Earlier this month, during Senate confirmation hearings for the Fifth Circuit Court of Appeals based in New Orleans, Trump-nominee and U.S. District Judge Kurt Englehardt had to answer questions about the Eastern District’s handling of the Danzinger Bridge case, where New Orleans police officers killed two black New Orleans residents and wounded several others in the days following Hurricane Katrina. Englehardt eventually vacated the convictions of four police officers after prosecutorial misconduct came to light. Prosecutors, including the Eastern District’s senior litigation counsel Sal Perricone, had repeatedly commented on news articles about their own cases under pseudonyms like “Henry L. Mencken 1951,” or “eweman,” creating what Englehardt deemed “a prejudicial atmosphere in the community, long before indictments came down, long before a jury could possibly be picked.”
Last week, Louisiana’s Office of Disciplinary Counsel recommended that Perricone receive a one-year suspension from practicing law for his comments, a decision that is exceptionally rare in a state with widespread instances of prosecutorial misconduct.
Laurin hopes the juror’s complaint in Yolanda Smith’s case will help expose other misdeeds. “This is conduct that is out of line,” she says. “If disciplinary entities do not take seriously these allegations when they actually do manage to emerge and approach them with the understanding that this may well be the tip of the iceberg, then you have a real problem on your hands.”
All of Smith’s appeals, which were based in part on prosecutorial misconduct, were unsuccessful. Tragically, while in federal prison, Yolanda’s mother passed away. She is currently living in a halfway house as part of her parole.

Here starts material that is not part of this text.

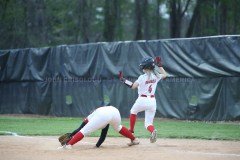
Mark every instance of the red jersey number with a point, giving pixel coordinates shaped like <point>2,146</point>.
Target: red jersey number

Smith’s attorney Sara Johnson filed a complaint about the prosecutor’s conduct with the U.S. Department of Justice’s Office of Professional Responsibility in June 2017 and followed up in August 2017, but received no response from the agency. Last week, The appeal contacted Kenneth Polite, the former U.S. Attorney for the Eastern District, who oversaw the prosecution of the case, with questions about the conduct of his office. Polite has since declined to comment, but on Tuesday, seemingly out of the blue, the Department of Justice finally informed Johnson that it had begun a “preliminary inquiry” into her complaint.
This story has been updated to specify that it is unclear when exactly Alvin Phillips began cooperating with federal prosecutors.